While both treatments were effective in removing similar amounts of the bacteria initially (69% and 74%), the bacterial levels in the pulse lavage group rebounded to 94% of the original level at 48 hours. The bulb syringe group rebounded to 48% of the original level, which is significantly (P = 0.02) lower than the pulse lavage group.

Conclusion/Significance: While pulse lavage has been shown to be more efficient at bacterial removal, our model demonstrated a rebound in bacterial counts at 48 hours. This rebound in bacterial growth could be caused by damaging effects on host tissue by the pulse lavage system. Although irrigation with bulb syringe can require greater solution volume to achieve the same initial bacterial removal, this device may be superior for the irrigation of contaminated wounds.

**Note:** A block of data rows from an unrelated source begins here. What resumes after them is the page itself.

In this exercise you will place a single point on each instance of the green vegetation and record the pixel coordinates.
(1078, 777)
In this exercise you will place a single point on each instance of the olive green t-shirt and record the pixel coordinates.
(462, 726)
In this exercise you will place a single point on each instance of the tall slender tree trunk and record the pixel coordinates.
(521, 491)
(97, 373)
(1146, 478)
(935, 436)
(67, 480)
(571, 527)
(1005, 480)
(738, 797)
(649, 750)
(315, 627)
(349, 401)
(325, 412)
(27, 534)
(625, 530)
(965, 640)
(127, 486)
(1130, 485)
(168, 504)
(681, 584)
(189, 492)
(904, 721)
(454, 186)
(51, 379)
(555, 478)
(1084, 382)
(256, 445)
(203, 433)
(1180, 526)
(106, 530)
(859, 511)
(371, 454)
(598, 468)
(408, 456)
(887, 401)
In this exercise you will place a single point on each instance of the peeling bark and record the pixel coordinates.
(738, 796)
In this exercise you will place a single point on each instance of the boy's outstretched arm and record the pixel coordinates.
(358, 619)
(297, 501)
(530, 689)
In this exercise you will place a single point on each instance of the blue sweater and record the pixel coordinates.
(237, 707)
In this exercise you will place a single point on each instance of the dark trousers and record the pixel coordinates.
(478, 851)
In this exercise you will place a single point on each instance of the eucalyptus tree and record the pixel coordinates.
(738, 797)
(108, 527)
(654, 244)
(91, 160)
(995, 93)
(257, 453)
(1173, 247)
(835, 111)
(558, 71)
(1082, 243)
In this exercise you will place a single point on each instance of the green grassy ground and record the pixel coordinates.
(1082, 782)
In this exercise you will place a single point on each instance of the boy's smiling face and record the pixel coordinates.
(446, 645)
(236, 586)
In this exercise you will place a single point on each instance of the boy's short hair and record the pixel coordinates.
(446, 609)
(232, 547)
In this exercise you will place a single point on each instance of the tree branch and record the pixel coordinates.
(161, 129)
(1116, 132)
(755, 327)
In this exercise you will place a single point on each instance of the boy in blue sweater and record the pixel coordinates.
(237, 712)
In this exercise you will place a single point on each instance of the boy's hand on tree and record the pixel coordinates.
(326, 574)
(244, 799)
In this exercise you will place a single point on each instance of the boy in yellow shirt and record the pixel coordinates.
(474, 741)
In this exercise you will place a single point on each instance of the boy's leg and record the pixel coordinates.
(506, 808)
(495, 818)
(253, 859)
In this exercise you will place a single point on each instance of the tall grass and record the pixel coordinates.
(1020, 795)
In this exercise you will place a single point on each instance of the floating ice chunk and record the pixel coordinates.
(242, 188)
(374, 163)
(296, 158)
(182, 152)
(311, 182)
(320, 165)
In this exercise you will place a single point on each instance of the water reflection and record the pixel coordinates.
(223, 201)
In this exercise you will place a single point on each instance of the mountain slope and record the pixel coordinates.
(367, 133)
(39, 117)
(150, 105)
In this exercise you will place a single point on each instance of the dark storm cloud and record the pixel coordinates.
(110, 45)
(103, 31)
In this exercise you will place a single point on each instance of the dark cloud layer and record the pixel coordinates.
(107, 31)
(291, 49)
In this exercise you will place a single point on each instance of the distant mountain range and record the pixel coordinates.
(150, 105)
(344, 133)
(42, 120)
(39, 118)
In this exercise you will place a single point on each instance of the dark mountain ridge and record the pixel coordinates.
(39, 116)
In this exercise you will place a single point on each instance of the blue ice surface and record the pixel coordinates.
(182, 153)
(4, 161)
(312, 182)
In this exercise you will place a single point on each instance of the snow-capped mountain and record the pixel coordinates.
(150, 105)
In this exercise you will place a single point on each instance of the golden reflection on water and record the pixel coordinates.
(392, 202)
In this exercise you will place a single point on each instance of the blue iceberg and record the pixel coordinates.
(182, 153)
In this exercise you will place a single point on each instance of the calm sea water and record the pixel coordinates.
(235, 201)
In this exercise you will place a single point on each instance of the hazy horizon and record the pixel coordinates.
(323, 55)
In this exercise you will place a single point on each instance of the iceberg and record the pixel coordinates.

If noted, the author indicates something of value received. The codes are identified as a-research or institutional support; b-miscellaneous funding; c-royalties; d-stock options; e-consultant or employee; n-no conflicts disclosed, and *disclosure not available at time of printing.
· The FDA has not cleared this drug and/or medical device for the use described in this presentation (i.e., the drug or medical device is being discussed for an "off label" use). · · FDA information not available at time of printing.